4. Recente ontwikkeling
De Hoge Raad heeft in een recent arrest aangegeven welke stappen moeten worden genomen wanneer er stukken en gegevens worden gevorderd door het Openbaar Ministerie, die de advocaat/notaris aan een derde heeft verstrekt.[2]
Wanneer u geconfronteerd wordt met een vordering tot afgifte van stukken en gegevens die u van uw advocaat/notaris heeft gekregen, dient u zich tegen afgifte te verzetten met een beroep op het afgeleide verschoningsrecht en aan te geven dat deze stukken aan u verstrekt zijn door uw advocaat/notaris en dat deze zich op zijn verschoningsrecht zal beroepen.

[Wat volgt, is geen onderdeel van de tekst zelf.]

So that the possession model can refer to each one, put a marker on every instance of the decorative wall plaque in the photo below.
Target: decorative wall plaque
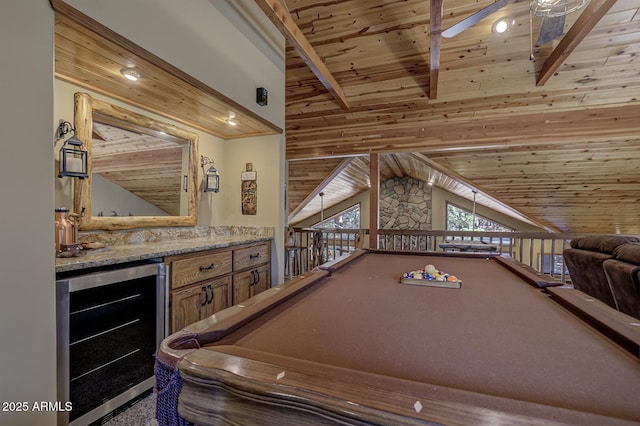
(249, 190)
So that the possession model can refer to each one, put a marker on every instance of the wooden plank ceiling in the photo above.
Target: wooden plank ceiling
(554, 139)
(564, 154)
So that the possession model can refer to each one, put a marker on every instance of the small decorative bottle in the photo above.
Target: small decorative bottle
(64, 229)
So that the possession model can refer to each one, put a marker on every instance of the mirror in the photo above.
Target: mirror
(142, 172)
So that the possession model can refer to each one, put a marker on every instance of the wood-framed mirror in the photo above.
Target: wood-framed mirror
(142, 172)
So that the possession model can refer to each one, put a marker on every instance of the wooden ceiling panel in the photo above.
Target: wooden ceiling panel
(558, 154)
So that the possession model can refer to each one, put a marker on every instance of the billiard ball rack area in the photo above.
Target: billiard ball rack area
(249, 385)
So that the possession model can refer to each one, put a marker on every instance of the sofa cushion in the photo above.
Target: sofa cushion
(601, 243)
(629, 253)
(587, 273)
(625, 287)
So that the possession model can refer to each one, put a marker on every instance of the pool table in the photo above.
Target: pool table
(350, 344)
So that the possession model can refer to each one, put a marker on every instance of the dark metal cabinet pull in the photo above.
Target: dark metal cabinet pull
(204, 291)
(207, 268)
(211, 291)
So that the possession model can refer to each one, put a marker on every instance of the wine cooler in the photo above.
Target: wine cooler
(109, 326)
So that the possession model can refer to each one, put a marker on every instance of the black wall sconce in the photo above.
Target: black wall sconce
(211, 176)
(72, 154)
(262, 96)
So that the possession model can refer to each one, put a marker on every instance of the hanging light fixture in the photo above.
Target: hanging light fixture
(556, 8)
(211, 176)
(72, 159)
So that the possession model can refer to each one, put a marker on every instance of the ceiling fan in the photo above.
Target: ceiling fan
(553, 14)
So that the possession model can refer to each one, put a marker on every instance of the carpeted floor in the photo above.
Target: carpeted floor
(143, 413)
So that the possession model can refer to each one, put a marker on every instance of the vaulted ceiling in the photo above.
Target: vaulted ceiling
(565, 154)
(554, 138)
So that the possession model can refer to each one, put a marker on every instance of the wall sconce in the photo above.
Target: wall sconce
(211, 176)
(262, 96)
(72, 155)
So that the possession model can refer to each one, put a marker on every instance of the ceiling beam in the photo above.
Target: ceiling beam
(276, 11)
(318, 189)
(435, 28)
(588, 19)
(473, 187)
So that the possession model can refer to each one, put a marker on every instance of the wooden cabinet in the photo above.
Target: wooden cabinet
(203, 283)
(199, 301)
(249, 283)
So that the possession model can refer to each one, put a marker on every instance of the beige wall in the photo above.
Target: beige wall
(267, 156)
(30, 192)
(209, 145)
(27, 305)
(265, 152)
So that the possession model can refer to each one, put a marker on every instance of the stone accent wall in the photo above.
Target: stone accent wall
(405, 203)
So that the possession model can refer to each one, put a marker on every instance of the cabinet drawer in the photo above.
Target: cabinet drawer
(202, 267)
(248, 257)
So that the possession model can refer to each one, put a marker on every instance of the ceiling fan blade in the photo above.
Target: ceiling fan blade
(551, 29)
(471, 20)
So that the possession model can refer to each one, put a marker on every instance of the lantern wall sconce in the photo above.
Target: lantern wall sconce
(72, 155)
(211, 176)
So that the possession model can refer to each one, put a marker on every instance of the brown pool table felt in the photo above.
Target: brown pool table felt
(496, 339)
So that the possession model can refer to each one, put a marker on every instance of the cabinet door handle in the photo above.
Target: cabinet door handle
(207, 268)
(204, 291)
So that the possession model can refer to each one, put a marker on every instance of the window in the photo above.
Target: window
(346, 219)
(459, 219)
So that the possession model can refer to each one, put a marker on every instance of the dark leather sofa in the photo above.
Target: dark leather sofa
(607, 268)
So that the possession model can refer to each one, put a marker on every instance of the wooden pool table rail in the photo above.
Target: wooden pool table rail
(227, 382)
(246, 386)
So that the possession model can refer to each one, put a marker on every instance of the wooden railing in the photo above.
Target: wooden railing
(313, 247)
(541, 251)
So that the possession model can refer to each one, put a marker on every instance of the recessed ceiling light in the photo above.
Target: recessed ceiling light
(502, 25)
(131, 73)
(231, 121)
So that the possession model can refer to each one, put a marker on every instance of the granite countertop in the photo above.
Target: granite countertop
(122, 253)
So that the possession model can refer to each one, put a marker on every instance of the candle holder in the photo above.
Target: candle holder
(72, 155)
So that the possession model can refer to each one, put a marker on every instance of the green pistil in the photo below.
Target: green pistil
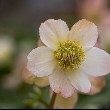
(69, 55)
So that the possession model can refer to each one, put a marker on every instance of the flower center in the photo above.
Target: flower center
(69, 55)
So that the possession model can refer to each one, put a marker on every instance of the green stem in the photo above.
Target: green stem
(52, 102)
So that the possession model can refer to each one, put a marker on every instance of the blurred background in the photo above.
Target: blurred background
(19, 26)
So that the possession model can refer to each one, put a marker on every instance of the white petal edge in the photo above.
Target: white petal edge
(84, 32)
(79, 80)
(41, 61)
(68, 103)
(60, 84)
(52, 32)
(97, 62)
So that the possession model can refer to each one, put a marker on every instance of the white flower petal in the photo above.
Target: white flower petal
(53, 31)
(79, 80)
(85, 32)
(41, 61)
(97, 62)
(60, 84)
(68, 103)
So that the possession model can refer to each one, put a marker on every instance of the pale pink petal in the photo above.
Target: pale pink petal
(85, 32)
(60, 84)
(52, 32)
(79, 80)
(98, 83)
(97, 62)
(68, 103)
(30, 78)
(41, 61)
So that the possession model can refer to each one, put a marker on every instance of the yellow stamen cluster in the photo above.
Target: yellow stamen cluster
(69, 55)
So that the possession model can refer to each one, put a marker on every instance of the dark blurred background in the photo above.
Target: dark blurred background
(19, 26)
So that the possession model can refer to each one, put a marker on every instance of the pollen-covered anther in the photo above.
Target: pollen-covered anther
(69, 55)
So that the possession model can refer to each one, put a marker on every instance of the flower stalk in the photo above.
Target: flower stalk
(52, 102)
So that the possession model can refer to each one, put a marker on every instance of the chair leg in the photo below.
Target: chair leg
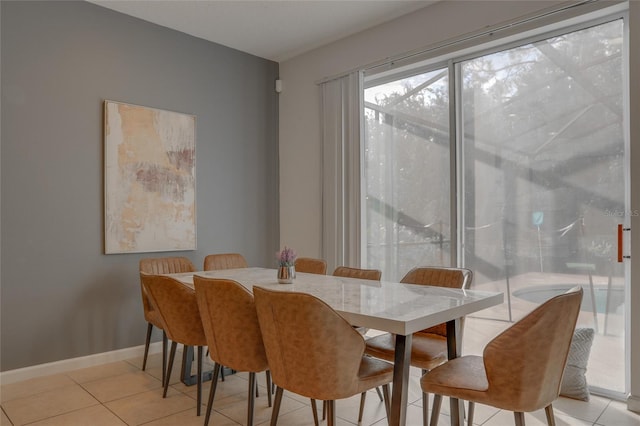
(435, 412)
(363, 397)
(172, 355)
(387, 401)
(199, 382)
(212, 393)
(314, 408)
(146, 346)
(165, 343)
(425, 409)
(269, 384)
(551, 419)
(331, 413)
(252, 398)
(276, 406)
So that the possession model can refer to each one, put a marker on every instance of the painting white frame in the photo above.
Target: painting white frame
(149, 179)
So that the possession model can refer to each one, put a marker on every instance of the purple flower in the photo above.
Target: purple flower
(286, 257)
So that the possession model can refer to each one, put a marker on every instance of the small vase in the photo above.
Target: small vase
(286, 274)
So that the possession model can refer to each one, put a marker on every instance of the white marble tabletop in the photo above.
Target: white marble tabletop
(388, 306)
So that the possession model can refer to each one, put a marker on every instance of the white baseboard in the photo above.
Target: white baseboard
(66, 365)
(633, 403)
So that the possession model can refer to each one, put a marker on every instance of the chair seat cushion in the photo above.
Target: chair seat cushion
(373, 373)
(427, 350)
(574, 382)
(461, 377)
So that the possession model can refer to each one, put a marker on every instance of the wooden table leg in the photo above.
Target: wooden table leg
(402, 363)
(454, 351)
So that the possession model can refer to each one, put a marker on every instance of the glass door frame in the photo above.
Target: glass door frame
(453, 61)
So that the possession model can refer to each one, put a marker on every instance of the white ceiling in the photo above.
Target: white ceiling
(272, 29)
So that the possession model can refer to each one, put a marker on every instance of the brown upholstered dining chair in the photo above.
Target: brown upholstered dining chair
(180, 318)
(311, 265)
(520, 370)
(224, 261)
(429, 346)
(228, 311)
(365, 274)
(313, 351)
(159, 265)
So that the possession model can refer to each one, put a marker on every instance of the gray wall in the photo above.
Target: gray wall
(61, 297)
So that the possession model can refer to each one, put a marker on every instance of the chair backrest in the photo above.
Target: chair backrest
(525, 363)
(230, 323)
(161, 265)
(177, 308)
(166, 265)
(440, 276)
(311, 265)
(224, 261)
(311, 349)
(365, 274)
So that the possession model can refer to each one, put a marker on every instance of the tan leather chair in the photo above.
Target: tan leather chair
(429, 346)
(224, 261)
(233, 334)
(520, 370)
(180, 318)
(311, 265)
(365, 274)
(159, 265)
(297, 325)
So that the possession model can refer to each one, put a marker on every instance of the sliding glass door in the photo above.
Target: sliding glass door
(542, 174)
(407, 170)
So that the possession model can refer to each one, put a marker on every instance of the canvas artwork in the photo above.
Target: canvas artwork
(149, 179)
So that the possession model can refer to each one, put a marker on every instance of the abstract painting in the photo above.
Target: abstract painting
(149, 179)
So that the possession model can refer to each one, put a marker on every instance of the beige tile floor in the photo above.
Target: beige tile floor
(121, 394)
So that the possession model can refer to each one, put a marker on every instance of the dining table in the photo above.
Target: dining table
(398, 308)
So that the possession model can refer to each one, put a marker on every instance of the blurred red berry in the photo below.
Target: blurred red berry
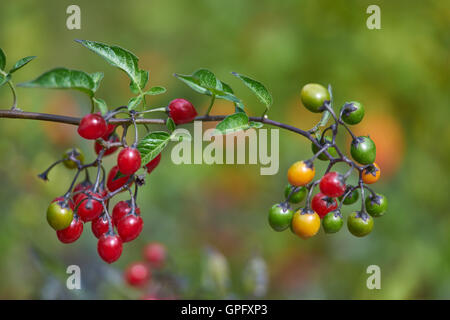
(155, 254)
(137, 274)
(109, 247)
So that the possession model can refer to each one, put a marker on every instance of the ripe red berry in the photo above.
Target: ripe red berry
(129, 160)
(72, 232)
(137, 274)
(155, 253)
(121, 209)
(112, 138)
(109, 247)
(83, 186)
(181, 111)
(116, 179)
(153, 164)
(323, 204)
(129, 227)
(92, 126)
(99, 226)
(69, 202)
(332, 184)
(89, 209)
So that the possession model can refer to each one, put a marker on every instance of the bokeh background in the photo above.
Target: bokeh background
(213, 219)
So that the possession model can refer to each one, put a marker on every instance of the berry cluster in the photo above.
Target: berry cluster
(325, 206)
(89, 201)
(140, 274)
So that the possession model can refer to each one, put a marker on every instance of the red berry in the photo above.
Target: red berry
(332, 184)
(323, 204)
(89, 209)
(121, 209)
(129, 227)
(155, 253)
(109, 247)
(112, 138)
(72, 232)
(99, 226)
(116, 179)
(153, 164)
(129, 160)
(92, 126)
(181, 111)
(137, 274)
(69, 202)
(83, 186)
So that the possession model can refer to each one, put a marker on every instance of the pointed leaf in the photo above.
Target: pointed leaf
(144, 76)
(155, 91)
(22, 62)
(62, 78)
(101, 105)
(233, 123)
(2, 59)
(226, 87)
(206, 78)
(258, 89)
(4, 79)
(97, 78)
(118, 57)
(152, 144)
(170, 124)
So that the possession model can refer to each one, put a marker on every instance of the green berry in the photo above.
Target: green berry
(297, 196)
(352, 112)
(59, 216)
(363, 150)
(352, 198)
(376, 206)
(280, 217)
(359, 224)
(332, 150)
(313, 97)
(332, 222)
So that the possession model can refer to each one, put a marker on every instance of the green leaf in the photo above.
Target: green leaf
(4, 79)
(206, 78)
(232, 123)
(170, 124)
(2, 59)
(97, 78)
(204, 81)
(22, 62)
(101, 105)
(120, 58)
(256, 125)
(239, 107)
(226, 87)
(258, 89)
(62, 78)
(155, 91)
(144, 76)
(134, 102)
(152, 144)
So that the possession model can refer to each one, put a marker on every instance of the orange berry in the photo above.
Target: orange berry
(301, 173)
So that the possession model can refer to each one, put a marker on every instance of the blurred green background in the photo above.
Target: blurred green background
(201, 213)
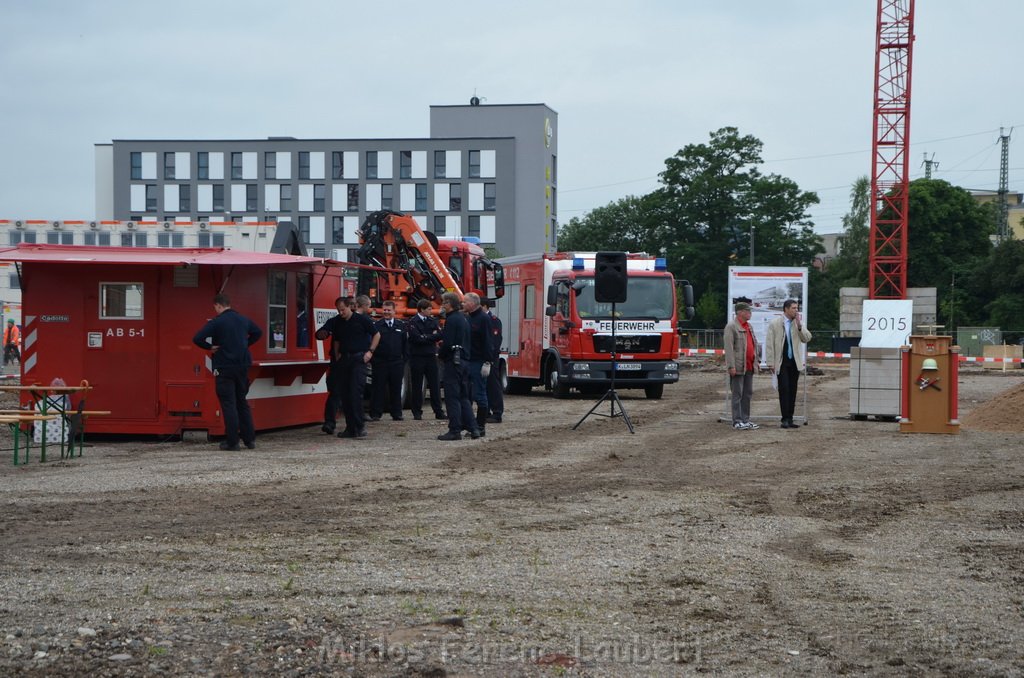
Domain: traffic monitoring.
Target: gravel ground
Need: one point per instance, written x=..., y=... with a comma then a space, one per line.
x=840, y=548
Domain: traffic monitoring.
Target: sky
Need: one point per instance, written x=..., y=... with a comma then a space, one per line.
x=632, y=82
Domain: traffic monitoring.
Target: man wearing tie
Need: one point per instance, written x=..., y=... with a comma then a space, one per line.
x=785, y=343
x=389, y=364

5. Rol rechter-commissaris
De rechter-commissaris moet de advocaat/notaris dan in staat stellen om aan te geven of hij een beroep doet op zijn verschoningsrecht. Wanneer naar het oordeel van de rechter-commissaris onmiskenbaar vast staat dat de betreffende stukken niet onder het afgeleide verschoningsrecht vallen, mag hij de stukken en gegevens alsnog inzien en mogen deze eventueel gebruikt worden bij het onderzoek. Hij moet dit wel eerst aan de advocaat/notaris kenbaar maken, zodat deze een klaagschrift bij de rechtbank kan indienen.
6. Actie is dus geboden!
Bij een doorzoeking dient u dus attent te zijn op de mogelijkheid dat stukken afkomstig van uw advocaat/notaris worden ingezien/in beslag genomen. Daar dient u zich altijd tegen te verzetten door het standpunt in te nemen dat uw advocaat/notaris een beroep zal doen op zijn verschoningsrecht. Tevens dient u uw advocaat/notaris daarover te informeren. Hij zal dan een beroep doen op zijn verschoningsrecht en zo nodig een procedure inleiden. Aan advocaten en notarissen is het advies: instrueer uw cliënten dienovereenkomstig!
Deze bijdrage is geschreven door mr. Eugène Rosier (sectie ondernemingsrecht; erosier@thuispartners.nl).
[1] HR 01-03-1984, ECLI:NL:HR:1985:AC9066; NJ 1985/173.
[2] HR 22 december 2015, ECLI:NL:HR:2015:3714.